Graft was a natural choice for the primary +1/+1 counter mechanic to use in Modern Masters, not only because it allows for a number of the Johnny-ish cards, but because it let us do cool things with proliferate like double-up the counters. When using a card like Aquastrand Spider, as an example, you can generally only make the use of the creature's two counters to boost two creatures, and only one of those can realistically gain reach. Not so when proliferate gets in the mix—all of a sudden, each proliferate spell not only makes your proliferator larger, but each creature it has shared a counter with. Make them larger, spread them out.
But, it's more than just simple changing of power and toughness. Vigean Graftmage, for example, lets you do some pretty amazing things. Bloodshot Trainee is a pretty dangerous card by itself, with a little help. A Bloodshot Trainee can get a counter from the Graftmage, and a proliferate spell like Tezzeret's Gambit can not only make the Trainee large enough to start machine-gunning one creature each turn, but the Graftmage's ability can turn that into a board-destroying machine. Pow-pow pow!

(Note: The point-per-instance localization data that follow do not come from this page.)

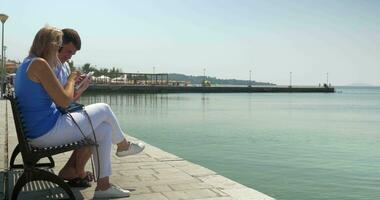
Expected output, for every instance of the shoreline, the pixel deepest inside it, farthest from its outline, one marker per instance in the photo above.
(152, 174)
(197, 89)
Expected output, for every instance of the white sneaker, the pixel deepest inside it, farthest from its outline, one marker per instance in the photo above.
(111, 192)
(134, 148)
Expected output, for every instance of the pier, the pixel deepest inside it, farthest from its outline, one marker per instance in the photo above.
(212, 89)
(151, 175)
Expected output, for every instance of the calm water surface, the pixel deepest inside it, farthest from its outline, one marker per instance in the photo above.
(289, 146)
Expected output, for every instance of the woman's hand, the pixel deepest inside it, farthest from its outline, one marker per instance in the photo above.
(73, 77)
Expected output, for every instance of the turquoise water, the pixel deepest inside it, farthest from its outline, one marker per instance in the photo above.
(289, 146)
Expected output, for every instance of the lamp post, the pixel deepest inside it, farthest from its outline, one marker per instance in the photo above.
(250, 80)
(3, 18)
(153, 76)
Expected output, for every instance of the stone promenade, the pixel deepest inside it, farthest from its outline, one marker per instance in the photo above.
(151, 175)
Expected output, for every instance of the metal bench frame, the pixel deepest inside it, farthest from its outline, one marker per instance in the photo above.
(31, 155)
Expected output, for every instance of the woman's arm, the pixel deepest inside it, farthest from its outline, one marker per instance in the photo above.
(39, 71)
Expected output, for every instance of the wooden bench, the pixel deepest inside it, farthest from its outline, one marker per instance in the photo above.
(31, 155)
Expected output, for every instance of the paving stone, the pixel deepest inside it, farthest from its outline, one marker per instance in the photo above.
(189, 194)
(161, 188)
(246, 194)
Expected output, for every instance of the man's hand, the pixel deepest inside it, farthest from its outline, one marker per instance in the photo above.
(86, 83)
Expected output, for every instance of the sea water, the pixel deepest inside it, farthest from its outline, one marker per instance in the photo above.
(286, 145)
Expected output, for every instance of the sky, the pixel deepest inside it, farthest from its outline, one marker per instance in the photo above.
(312, 40)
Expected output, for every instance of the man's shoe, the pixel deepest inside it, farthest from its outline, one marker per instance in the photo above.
(134, 148)
(111, 192)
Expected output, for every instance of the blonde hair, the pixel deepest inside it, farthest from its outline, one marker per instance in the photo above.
(44, 41)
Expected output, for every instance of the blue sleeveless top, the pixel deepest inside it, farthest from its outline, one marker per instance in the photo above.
(38, 109)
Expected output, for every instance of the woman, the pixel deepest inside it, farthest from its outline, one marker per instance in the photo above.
(39, 93)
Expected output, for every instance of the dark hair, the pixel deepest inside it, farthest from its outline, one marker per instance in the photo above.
(71, 36)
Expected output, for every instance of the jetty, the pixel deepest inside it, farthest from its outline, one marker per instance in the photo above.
(202, 89)
(151, 175)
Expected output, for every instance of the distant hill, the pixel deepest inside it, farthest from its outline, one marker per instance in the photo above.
(359, 85)
(213, 80)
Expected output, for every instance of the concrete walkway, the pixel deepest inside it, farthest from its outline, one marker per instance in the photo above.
(153, 174)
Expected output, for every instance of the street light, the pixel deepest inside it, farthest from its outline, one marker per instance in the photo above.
(250, 82)
(153, 76)
(3, 18)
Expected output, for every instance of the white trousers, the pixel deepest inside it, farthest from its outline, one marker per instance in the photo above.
(106, 127)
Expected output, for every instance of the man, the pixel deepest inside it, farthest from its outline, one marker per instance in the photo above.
(74, 171)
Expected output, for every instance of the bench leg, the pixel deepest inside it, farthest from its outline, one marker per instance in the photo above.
(15, 153)
(36, 175)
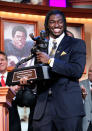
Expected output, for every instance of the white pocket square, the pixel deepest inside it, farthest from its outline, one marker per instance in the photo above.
(63, 53)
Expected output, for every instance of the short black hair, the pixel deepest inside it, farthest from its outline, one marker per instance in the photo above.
(53, 12)
(19, 28)
(4, 54)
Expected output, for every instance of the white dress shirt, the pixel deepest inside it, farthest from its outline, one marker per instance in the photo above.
(58, 40)
(5, 76)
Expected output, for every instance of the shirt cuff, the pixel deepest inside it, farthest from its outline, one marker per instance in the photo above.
(51, 62)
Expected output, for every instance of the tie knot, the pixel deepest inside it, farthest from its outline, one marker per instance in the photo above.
(54, 44)
(2, 76)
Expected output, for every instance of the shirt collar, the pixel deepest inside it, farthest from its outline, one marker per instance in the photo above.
(5, 75)
(90, 83)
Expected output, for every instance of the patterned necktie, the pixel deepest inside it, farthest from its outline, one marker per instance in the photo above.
(53, 50)
(2, 81)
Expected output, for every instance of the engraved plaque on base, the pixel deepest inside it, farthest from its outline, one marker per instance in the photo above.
(32, 73)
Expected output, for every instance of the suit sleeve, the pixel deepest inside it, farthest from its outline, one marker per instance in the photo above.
(74, 63)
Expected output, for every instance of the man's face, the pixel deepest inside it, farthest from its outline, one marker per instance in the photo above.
(3, 64)
(90, 74)
(56, 25)
(19, 39)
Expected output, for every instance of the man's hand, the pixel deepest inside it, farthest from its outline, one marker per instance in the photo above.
(15, 88)
(42, 57)
(84, 92)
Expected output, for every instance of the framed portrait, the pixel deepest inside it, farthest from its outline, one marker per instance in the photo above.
(76, 29)
(16, 41)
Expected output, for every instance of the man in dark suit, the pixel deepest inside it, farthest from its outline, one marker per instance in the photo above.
(86, 86)
(20, 98)
(59, 105)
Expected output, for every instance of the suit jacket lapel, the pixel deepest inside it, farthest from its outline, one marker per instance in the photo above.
(63, 45)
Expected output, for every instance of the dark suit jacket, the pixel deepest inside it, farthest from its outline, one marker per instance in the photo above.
(70, 59)
(87, 105)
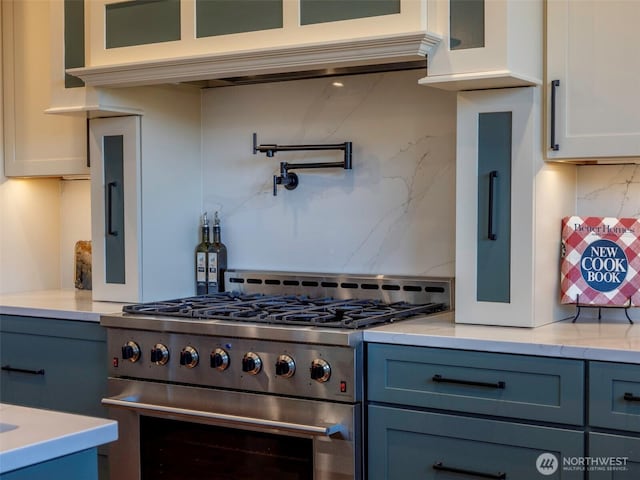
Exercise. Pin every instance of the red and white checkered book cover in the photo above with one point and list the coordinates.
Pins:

Proliferate on black and Phyrexian mana cards also gave us the opportunity to take bloodthirst—which originally appeared in both Guildpact and Magic 2012—and give the mechanic a few extra tricks. While you still need to get through with a creature to get started, once a counter is on a bloodthirst creature, Grim Affliction is no longer just a combat trick for one attacker or blocker; it can suddenly increase the size of many different creatures on your team.
Pitfalls of Weirdness
Getting the right balance for the set meant trying out some weird things, and knowing that not everything would stick as we got through development. An early version of the Modern Masters 2015 Edition file went further in some regards than we ended up, having the white-blue mechanic being levelers. While this was an interesting ability to play with proliferate, it quickly brought up a really big issue—proliferate doesn't add to EACH counter, it adds to only one of the counter of the type of your choice. We generally avoided this in the Scars of Mirrodin block by only have -1/-1 counters to put on creatures, and by limiting charge counters to noncreature artifacts. It was hard, but not impossible, to have this come up in Scars of Mirrodin Limited. Considering the green-blue deck was graft, we quickly found this coming up a lot in Modern Masters 2015 Edition Limited. We play with the full text of the cards on our playtest stickers, but that doesn't mean that people either read or process the cards fully, which led to some people thinking they could actually add to both counters
Even when that was sorted, having two sets of counters on a leveler made it very hard to tell what that creature's stats were without asking your opponent about each one. In the end, we found that the combination of those factors meant that, even for Modern Masters, we were just asking too much of our players. While we want to create a Draft environment that isn't shackled by all of our New World Order interactions, we also don't expect that most people will play this format dozens of times, so having most things work basically-correctly on the first pass is something we find pretty important.
More to Discover
Proliferate creates some of the most fun interactions in Modern Masters 2015 Edition, but it doesn't contain all of them. The format is quite deep, and there are a lot of sideways things to do, and ways to explore mechanics you've probably seen before in a new light. I hope you all get the chance to play some Limited games with Modern Masters 2015 Edition: at your local store, at one of our Modern Masters Weekend Grand Prix, or on Magic Online.